In this case the hole is for a reservoir and needs to be neat enough to skip using C channel.





Do any other work like drilling holes while the panel is still protected.





This hole frames a rectangular resrvoir so tolerances needed to be precise.

Hope that helps


----------



## intel igent (Sep 28, 2008)

another beautifull post CyberDruid!      

many thnx for the tip's and pick's bro!


----------



## theJesus (Sep 28, 2008)

I don't think you're weird for building your own shop, I'd do the same thing if I modded as much as you.  Hell, I'd like to build one anyways.

Damn, you sure know your shit man.  I will definitely keep this in mind for the next time I have access to somebody's workshop.  And that's a nifty looking reservoir too.


----------



## SystemViper (Sep 28, 2008)

thanks for the info,  You have some Mad killz, i read some of your build log, it's amazing what you have created.  TOP NOTCH!


----------



## steelkane (Dec 30, 2008)

I enjoyed the read, I do like your creativity.


----------



## DaMulta (Dec 30, 2008)

I could of used this thread when I cut the square for my phase by eye using a drimal. It's not bad but not perfect.

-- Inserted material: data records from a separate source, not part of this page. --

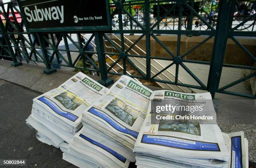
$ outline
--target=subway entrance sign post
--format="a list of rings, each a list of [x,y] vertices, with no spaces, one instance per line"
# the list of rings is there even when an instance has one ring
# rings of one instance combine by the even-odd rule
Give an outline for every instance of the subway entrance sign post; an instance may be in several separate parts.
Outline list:
[[[111,29],[106,0],[21,0],[20,8],[29,31]]]
[[[109,1],[109,0],[18,0],[27,31],[36,35],[40,43],[46,67],[46,69],[44,70],[45,73],[50,74],[56,72],[56,69],[51,67],[45,49],[44,44],[46,40],[44,40],[45,37],[42,34],[62,34],[64,41],[66,39],[67,47],[67,33],[76,32],[88,32],[94,34],[97,44],[100,65],[98,69],[100,72],[101,78],[101,80],[98,82],[105,86],[113,83],[113,79],[108,78],[106,73],[102,32],[101,32],[111,29]],[[80,36],[77,37],[78,39],[80,39]],[[80,55],[82,55],[85,48],[79,49]],[[53,49],[55,49],[53,47]],[[72,62],[70,55],[69,59]]]

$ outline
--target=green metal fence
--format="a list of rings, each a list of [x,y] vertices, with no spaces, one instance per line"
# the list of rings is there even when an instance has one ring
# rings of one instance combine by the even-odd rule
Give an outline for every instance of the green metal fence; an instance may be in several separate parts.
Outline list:
[[[21,62],[24,61],[27,63],[43,63],[46,66],[44,72],[47,74],[51,74],[56,71],[52,68],[51,65],[54,64],[53,62],[54,59],[56,59],[59,63],[55,64],[98,72],[101,77],[100,82],[106,86],[113,83],[113,80],[108,78],[108,74],[121,75],[124,74],[138,79],[208,91],[213,97],[215,93],[219,92],[255,99],[255,95],[227,90],[228,88],[246,80],[255,77],[256,75],[256,68],[254,65],[256,59],[253,55],[255,53],[250,53],[237,39],[238,36],[256,36],[254,27],[256,14],[250,11],[247,13],[249,14],[246,16],[243,15],[241,19],[241,14],[238,14],[239,12],[239,12],[237,9],[238,4],[240,1],[239,0],[204,1],[113,0],[109,3],[112,18],[112,30],[111,30],[47,32],[31,32],[26,31],[23,27],[23,19],[19,18],[21,17],[19,16],[20,16],[18,15],[20,12],[16,3],[13,2],[2,4],[0,5],[2,7],[0,9],[1,15],[0,31],[2,36],[0,40],[0,56],[11,59],[13,60],[12,65],[14,67],[21,65]],[[207,6],[205,4],[207,3],[208,9],[205,9]],[[254,2],[253,1],[252,3]],[[205,6],[200,4],[204,4]],[[197,8],[195,5],[200,7]],[[10,15],[12,17],[10,17]],[[80,35],[84,33],[91,34],[91,36],[85,44],[83,44],[82,37]],[[58,39],[55,40],[54,34],[60,35]],[[117,45],[116,43],[114,42],[110,37],[109,35],[111,34],[120,35],[120,46]],[[73,38],[74,34],[77,35],[76,41]],[[177,36],[176,51],[171,51],[169,46],[165,45],[159,39],[158,35],[162,34]],[[139,37],[133,44],[128,47],[125,45],[125,35],[138,35]],[[181,38],[183,35],[205,35],[206,37],[186,53],[181,54]],[[129,54],[129,51],[144,37],[146,38],[146,54],[141,55]],[[250,66],[224,64],[228,38],[232,39],[238,47],[240,47],[247,54],[254,64]],[[186,56],[211,39],[214,39],[212,49],[210,49],[209,51],[212,53],[211,61],[186,59]],[[65,47],[61,49],[59,45],[62,40],[64,40]],[[86,47],[93,40],[96,44],[96,52],[87,51]],[[154,40],[158,43],[168,53],[168,57],[160,57],[157,55],[152,55],[151,52],[151,40]],[[115,52],[105,51],[104,44],[105,41],[115,49]],[[37,44],[37,42],[39,45]],[[70,43],[74,48],[70,48]],[[50,54],[49,51],[51,51]],[[67,54],[66,57],[63,56],[64,53]],[[86,53],[93,53],[97,55],[99,66],[85,54]],[[74,59],[71,55],[74,54],[76,56]],[[111,58],[112,55],[117,56],[118,58],[110,65],[106,62],[106,59]],[[144,59],[146,71],[142,70],[134,64],[132,61],[132,58]],[[84,65],[85,65],[85,60],[87,60],[93,64],[94,67],[88,68],[85,65],[84,67],[76,66],[77,63],[81,58],[84,62]],[[60,59],[63,60],[62,63],[59,61]],[[152,60],[165,60],[170,63],[158,73],[152,74],[151,69],[153,68],[151,62]],[[122,61],[123,63],[122,72],[118,72],[113,70],[113,68],[120,61]],[[138,71],[138,75],[128,73],[127,63]],[[209,65],[207,83],[202,82],[197,74],[193,73],[186,65],[186,63],[194,64],[195,66]],[[174,72],[175,73],[174,81],[161,80],[157,77],[172,66],[176,67],[175,72]],[[220,88],[219,86],[223,67],[249,69],[252,72]],[[198,85],[179,82],[179,69],[182,68],[196,81]]]

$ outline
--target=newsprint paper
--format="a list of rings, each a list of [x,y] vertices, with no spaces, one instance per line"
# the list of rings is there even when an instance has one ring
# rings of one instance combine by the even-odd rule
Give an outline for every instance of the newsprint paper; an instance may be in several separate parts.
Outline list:
[[[155,113],[157,111],[156,109],[159,109],[151,107],[154,104],[149,105],[133,150],[137,166],[158,167],[156,163],[161,162],[162,167],[228,166],[229,152],[220,129],[216,124],[216,113],[210,93],[192,94],[155,91],[151,99],[156,103],[171,100],[168,102],[172,103],[172,107],[184,106],[190,109],[180,112],[185,113],[183,114],[167,113],[167,110],[158,114]],[[192,106],[196,105],[202,108],[202,112],[191,113]],[[172,109],[168,110],[170,112]],[[152,111],[154,114],[151,113]],[[157,118],[160,116],[161,118],[151,120],[151,115],[156,117],[159,114]],[[190,116],[201,119],[191,119]],[[184,118],[181,119],[182,117]]]

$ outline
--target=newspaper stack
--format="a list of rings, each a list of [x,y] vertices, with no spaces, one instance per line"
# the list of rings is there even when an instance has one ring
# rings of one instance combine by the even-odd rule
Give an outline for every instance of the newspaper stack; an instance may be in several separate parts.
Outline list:
[[[40,141],[56,147],[63,141],[70,143],[82,126],[82,112],[108,90],[79,72],[57,88],[34,99],[27,123],[38,131]]]
[[[248,141],[243,132],[222,133],[230,156],[229,167],[249,167]]]
[[[151,99],[172,100],[169,102],[174,102],[177,106],[203,104],[205,110],[197,115],[213,116],[215,121],[210,123],[206,119],[162,118],[156,124],[151,122],[153,114],[150,113],[152,109],[150,105],[133,150],[138,167],[228,167],[230,155],[215,123],[216,113],[210,93],[189,94],[155,91]],[[161,115],[164,115],[164,113]],[[176,119],[176,114],[173,115]]]
[[[83,113],[84,127],[74,136],[69,151],[76,152],[83,158],[89,157],[91,151],[88,153],[88,150],[96,155],[103,153],[106,155],[104,158],[113,157],[102,148],[92,148],[90,141],[95,141],[117,152],[118,156],[134,162],[133,150],[152,92],[132,78],[121,76],[106,94]],[[95,161],[102,166],[103,162],[96,159]],[[117,162],[118,159],[111,159]],[[123,166],[119,165],[119,167]]]

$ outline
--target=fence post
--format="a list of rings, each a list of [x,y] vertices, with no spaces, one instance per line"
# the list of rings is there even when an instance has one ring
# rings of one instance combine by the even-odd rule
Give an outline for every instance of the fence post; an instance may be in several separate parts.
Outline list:
[[[228,41],[230,0],[220,1],[219,14],[213,43],[212,55],[208,78],[207,89],[212,99],[219,87]]]
[[[189,2],[190,2],[191,7],[194,9],[194,2],[195,0],[190,0]],[[188,30],[192,30],[193,27],[193,19],[194,17],[194,13],[192,11],[190,11],[190,13],[189,14],[189,17],[187,17],[187,19],[189,21],[188,24],[187,25],[187,29]],[[192,35],[187,35],[188,37],[192,37]]]
[[[130,13],[131,13],[131,15],[133,15],[132,14],[132,7],[131,7],[131,2],[129,2],[129,12],[130,12]],[[129,17],[129,20],[130,20],[130,29],[131,30],[133,30],[133,20],[132,19],[132,18],[130,17]],[[134,34],[133,33],[131,33],[130,34],[130,35],[134,35]]]
[[[45,48],[46,46],[45,45],[43,37],[41,37],[41,35],[38,33],[37,33],[36,36],[37,36],[38,41],[40,45],[40,48],[42,51],[42,54],[44,57],[44,62],[46,67],[46,68],[44,69],[43,71],[45,74],[49,74],[54,73],[56,72],[57,70],[56,69],[52,68],[51,66],[51,64],[49,63],[49,56],[48,56],[46,49]]]
[[[8,40],[7,37],[8,35],[5,32],[5,26],[3,22],[3,20],[1,18],[0,18],[0,31],[2,32],[2,35],[3,35],[3,40],[5,42],[5,43],[8,47],[8,49],[10,51],[10,56],[12,57],[13,62],[11,63],[12,67],[18,67],[20,65],[22,65],[22,63],[20,62],[18,62],[15,57],[15,54],[13,52],[13,50],[10,44],[10,40]],[[7,24],[7,22],[6,22]]]
[[[101,80],[98,80],[98,82],[107,87],[113,83],[114,81],[112,79],[108,79],[108,74],[106,73],[106,59],[104,54],[104,46],[102,35],[99,32],[96,31],[95,32],[95,35],[101,77]]]
[[[150,33],[149,30],[150,29],[150,9],[149,3],[148,0],[145,1],[145,27],[146,31],[146,78],[147,79],[149,80],[151,76],[151,59],[150,59]]]

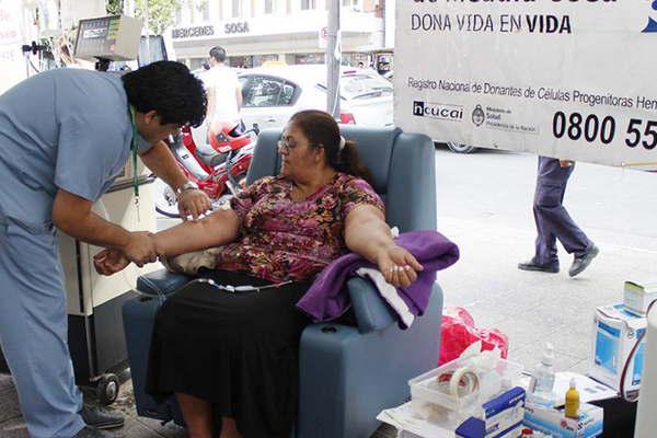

Still need to make a plex window and a little lost on what I need to do....and where I can pick up the rubber seal for it so the holes don't show from the grill.

Stacker 830


----------



## CyberDruid (Dec 30, 2008)

You mean like C Channel? I have it in stock.


----------



## alphadog0309 (Feb 25, 2009)

CyberDruid...

would you say that this method would work with a dremel routing attachment???? i have one of tho but no routing table.................


----------



## spearman914 (Feb 25, 2009)

Woah!!! Now that's called NEATNESS!!!!1


----------



## CyberDruid (Feb 25, 2009)

Routing Aluminum of any thickness with a Dremel is problematic..they are not built for that kind of resistance and it could destroy the tool.

Yep it makes a neat and tidy opening that you can easily reproduce or use to make trim rings.


----------



## alphadog0309 (Feb 25, 2009)

haha to imagine i was thinking of doing this on a steel side panel ....... !!!!!

well ill have to find somebody to route this for me then thanks


----------



## CyberDruid (Feb 25, 2009)

Don't route steel you will be picking carbide out of your teeth.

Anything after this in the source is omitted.